Gillum was asked about a passage in the book "Silent No More" in which Sara Ganim, a reporter who wrote a Pulitizer Prize-winning story about Sandusky, showed up at the home of Fisher's mother, even though her son's name was not disclosed at the time.

“I believe it is true that Sara Ganim somehow got information about Aaron Fisher after we and Children and Youth Services went to great lengths to protect his identity,” Gillum said, referring to the state agency.

To win Sandusky a new trial, Lindsay must show that the former coach's trial attorney, Joseph Amendola, was incompetent. He believes Amendola should have moved to quash the 2011 indictment because of how he believes Ganim got her information.

Lindsay has said in court papers that the Sandusky investigation was failing to find sufficient evidence to prosecute him before Ganim’s story was published in the Harrisburg Patriot-News in late March 2011. The article was pivotal in making the public aware of the allegations against the former Penn State coach, who was indicted that November.

Her use of allegedly leaked grand jury information to write the story tainted the grand jury process, Lindsay told the court in Bellefonte, near the Pennsylvania State University's main campus, where Sandusky was an assistant to legendary football coach Joe Paterno for 18 years.

Judge John Cleland, who has presided in the Sandusky case from the beginning, has ruled that Lindsay must prove state prosecutors or law enforcement officials actually leaked the information to Ganim, not that it could only have been them.

Ganim, who is now with CNN, told Reuters in a telephone interview on Monday that, on the advice of her attorneys, she could not make any comment about the case.

Lindsay has subpoenaed Ganim to testify but expressed doubt on Monday that she would appear. Under Pennsylvania law, reporters can shield the identity of confidential sources.
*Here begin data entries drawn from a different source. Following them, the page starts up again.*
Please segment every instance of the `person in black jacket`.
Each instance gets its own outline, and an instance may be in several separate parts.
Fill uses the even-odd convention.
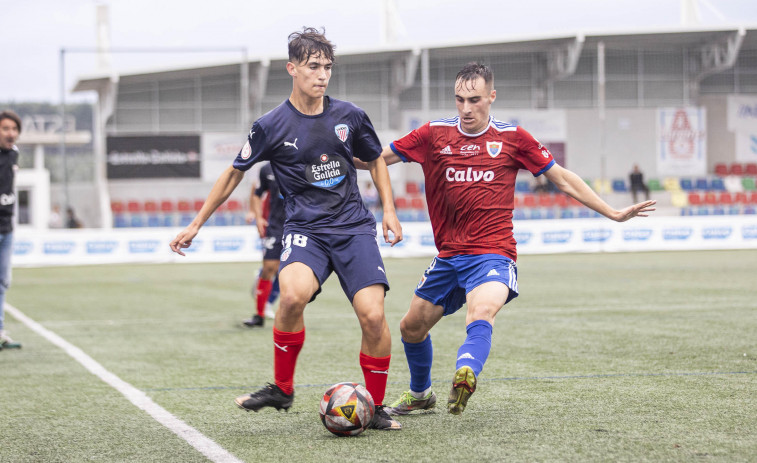
[[[5,291],[11,283],[13,254],[13,211],[16,206],[15,178],[18,170],[16,140],[21,118],[13,111],[0,113],[0,350],[19,348],[3,327]]]

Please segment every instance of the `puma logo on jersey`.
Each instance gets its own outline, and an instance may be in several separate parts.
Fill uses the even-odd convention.
[[[465,170],[455,170],[454,167],[447,167],[445,173],[447,181],[450,182],[479,182],[481,180],[491,182],[494,180],[494,172],[491,170],[473,170],[472,167],[468,167]]]

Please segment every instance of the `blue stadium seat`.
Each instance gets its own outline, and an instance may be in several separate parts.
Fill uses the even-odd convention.
[[[723,179],[720,177],[713,178],[710,182],[710,190],[725,191],[725,182]]]

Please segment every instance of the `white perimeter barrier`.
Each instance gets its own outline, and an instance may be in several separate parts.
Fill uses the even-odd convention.
[[[405,239],[385,257],[434,256],[429,223],[404,223]],[[381,233],[380,225],[378,227]],[[168,243],[179,228],[113,230],[17,230],[14,266],[160,262],[253,262],[262,258],[252,226],[205,227],[182,257]],[[379,235],[381,236],[381,235]],[[608,219],[527,220],[515,223],[519,254],[757,249],[757,216],[646,217],[625,223]]]

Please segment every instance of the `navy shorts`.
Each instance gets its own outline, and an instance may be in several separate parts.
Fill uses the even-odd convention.
[[[435,257],[423,272],[415,294],[444,307],[444,315],[450,315],[465,304],[469,292],[489,281],[510,288],[505,304],[518,297],[518,268],[511,259],[499,254]]]
[[[382,284],[384,291],[389,290],[384,261],[373,235],[321,236],[285,230],[281,241],[284,250],[279,272],[292,262],[301,262],[310,267],[321,286],[334,272],[350,302],[358,291],[371,285]],[[319,287],[310,301],[320,292]]]
[[[266,236],[262,240],[263,260],[279,260],[284,246],[281,244],[281,235]]]

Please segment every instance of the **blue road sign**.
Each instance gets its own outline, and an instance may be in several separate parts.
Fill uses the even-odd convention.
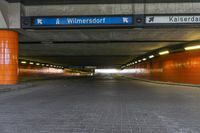
[[[22,28],[79,28],[79,27],[126,27],[133,26],[132,15],[121,16],[69,16],[23,17]]]

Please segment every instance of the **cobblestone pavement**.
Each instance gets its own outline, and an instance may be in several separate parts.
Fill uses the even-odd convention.
[[[0,93],[0,133],[200,133],[200,88],[128,79],[36,83]]]

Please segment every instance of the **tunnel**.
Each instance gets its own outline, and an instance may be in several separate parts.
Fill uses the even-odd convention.
[[[0,0],[0,133],[199,133],[198,0]]]

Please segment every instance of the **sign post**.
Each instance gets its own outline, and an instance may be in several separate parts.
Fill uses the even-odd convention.
[[[146,25],[200,24],[200,15],[152,15],[145,16]]]

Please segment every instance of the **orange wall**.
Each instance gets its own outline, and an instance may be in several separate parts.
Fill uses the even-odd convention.
[[[200,84],[200,50],[156,57],[132,68],[136,69],[132,77]]]

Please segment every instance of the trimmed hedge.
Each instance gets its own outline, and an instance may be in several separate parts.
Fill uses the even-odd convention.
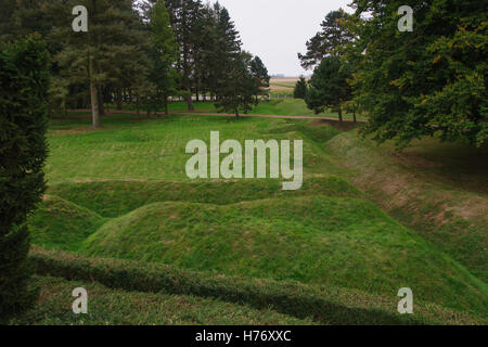
[[[195,295],[228,303],[271,308],[296,318],[312,318],[326,324],[480,324],[466,313],[415,303],[415,314],[400,316],[398,298],[356,291],[228,278],[175,269],[159,264],[88,258],[35,247],[30,253],[37,273],[66,280],[97,281],[126,291]]]
[[[49,61],[39,36],[0,43],[0,321],[37,298],[26,218],[46,190]]]

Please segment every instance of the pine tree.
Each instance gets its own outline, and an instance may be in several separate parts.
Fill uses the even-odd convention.
[[[251,61],[251,74],[255,79],[256,102],[259,102],[259,95],[265,93],[264,88],[269,88],[270,80],[268,68],[266,68],[259,56],[255,56]]]
[[[194,57],[200,49],[202,2],[201,0],[166,0],[166,7],[170,13],[170,21],[179,43],[179,66],[184,98],[189,111],[194,111],[192,76],[195,69]]]
[[[338,112],[343,121],[343,105],[352,98],[348,79],[351,78],[349,66],[338,56],[326,56],[316,67],[310,79],[310,88],[305,101],[317,114],[326,107]]]
[[[395,139],[398,149],[432,136],[481,145],[488,138],[486,4],[410,1],[413,31],[400,33],[403,4],[352,2],[364,17],[352,48],[356,56],[363,52],[355,78],[355,99],[369,114],[363,133]]]
[[[320,64],[328,55],[343,55],[354,35],[345,25],[350,17],[343,10],[332,11],[321,24],[321,31],[307,41],[307,53],[298,53],[301,66],[306,69]]]
[[[168,115],[168,98],[175,95],[179,75],[176,69],[178,43],[163,0],[157,1],[151,15],[152,63],[150,80],[154,83],[156,104],[163,103]]]
[[[89,14],[88,33],[74,33],[66,18],[73,18],[74,5],[85,5]],[[101,126],[101,91],[110,82],[145,75],[144,34],[130,0],[80,0],[50,5],[57,18],[52,38],[63,44],[55,61],[70,85],[89,87],[92,125]]]
[[[254,98],[256,80],[251,72],[253,56],[247,52],[239,53],[229,60],[222,72],[222,81],[217,88],[216,106],[220,111],[235,114],[248,113],[257,104]]]

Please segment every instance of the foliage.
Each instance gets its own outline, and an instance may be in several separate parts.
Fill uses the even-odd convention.
[[[294,99],[304,99],[307,97],[308,83],[304,76],[295,85],[295,90],[293,91]]]
[[[49,53],[38,36],[0,47],[0,320],[29,307],[27,215],[46,189]]]
[[[307,41],[307,53],[298,53],[301,67],[309,69],[320,64],[328,55],[343,55],[348,42],[352,41],[352,33],[344,22],[349,14],[343,10],[328,13],[321,24],[321,31]]]
[[[257,309],[271,308],[326,324],[480,324],[485,321],[421,300],[415,301],[414,317],[399,316],[396,301],[391,299],[333,286],[223,277],[159,264],[88,258],[41,248],[31,253],[31,259],[41,275],[97,281],[125,291],[196,295]]]
[[[483,1],[410,1],[412,33],[397,29],[402,1],[352,2],[364,52],[357,66],[356,100],[370,115],[363,133],[398,149],[439,134],[480,146],[488,134],[487,23]]]
[[[260,83],[256,83],[253,75],[249,53],[242,52],[231,59],[224,65],[221,78],[217,87],[218,110],[239,117],[241,110],[246,114],[259,103],[255,95],[260,93]]]
[[[168,98],[178,93],[177,85],[180,75],[176,69],[178,60],[178,44],[169,22],[169,14],[164,0],[157,1],[151,15],[151,34],[153,60],[149,79],[155,86],[155,108],[164,105],[168,111]]]
[[[305,98],[308,108],[319,114],[326,107],[333,107],[342,121],[343,104],[352,97],[348,82],[351,77],[349,68],[347,62],[338,56],[324,57],[310,79],[310,88]]]

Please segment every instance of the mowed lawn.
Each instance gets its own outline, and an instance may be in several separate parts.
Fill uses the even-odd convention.
[[[214,103],[210,102],[195,102],[196,113],[216,113],[217,110]],[[169,107],[171,112],[188,112],[188,105],[184,102],[172,103]],[[314,116],[314,117],[332,117],[337,118],[336,112],[325,111],[318,115],[312,110],[307,107],[307,104],[301,99],[273,99],[268,102],[261,102],[255,106],[249,114],[252,115],[281,115],[281,116]],[[352,119],[351,114],[343,114],[344,119]],[[365,116],[358,115],[358,119],[367,119]]]
[[[192,156],[185,154],[187,143],[200,139],[209,146],[210,131],[219,131],[221,142],[235,139],[242,144],[258,139],[305,140],[305,175],[339,171],[314,141],[299,133],[296,125],[282,119],[174,116],[131,121],[128,120],[132,119],[131,115],[120,118],[120,123],[110,119],[105,129],[97,131],[89,130],[88,120],[78,120],[74,129],[65,129],[66,124],[56,121],[54,129],[62,130],[53,130],[50,137],[48,180],[51,183],[101,179],[185,180],[185,164]]]
[[[487,286],[348,183],[313,120],[113,115],[53,120],[50,188],[31,216],[36,245],[91,257],[396,296],[486,317]],[[304,140],[304,188],[187,178],[189,141]]]

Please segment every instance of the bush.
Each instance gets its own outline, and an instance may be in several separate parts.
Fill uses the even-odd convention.
[[[26,217],[46,189],[49,54],[36,36],[0,46],[0,320],[36,299]]]
[[[415,303],[414,316],[396,311],[397,298],[357,291],[304,285],[298,282],[254,280],[103,258],[88,258],[35,247],[30,254],[40,275],[97,281],[112,288],[176,295],[195,295],[228,303],[273,309],[326,324],[479,324],[481,319]]]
Lindsay asked other witnesses, including Corporal Scott Rossman of the Pennsylvania State Police and Anthony Sassano, an agent for the Pennsylvania attorney general’s office, if they knew how Ganim obtained the information. Both denied any knowledge of her source.

Sandusky, who is serving a sentence of 30 to 60 years in prison for his conviction, was present in the courtroom on Monday but did not testify.

The hearing was to continue on Tuesday with testimony from the three Sandusky prosecutors, including Frank Fina.

Fina was at the center of the recent case in which former Pennsylvania Attorney General Kathleen Kane was convicted of leaking information from a grand jury in a separate case. Prosecutors said Kane illegally leaked the information to embarrass Fina, her political rival, and then lied under oath about it.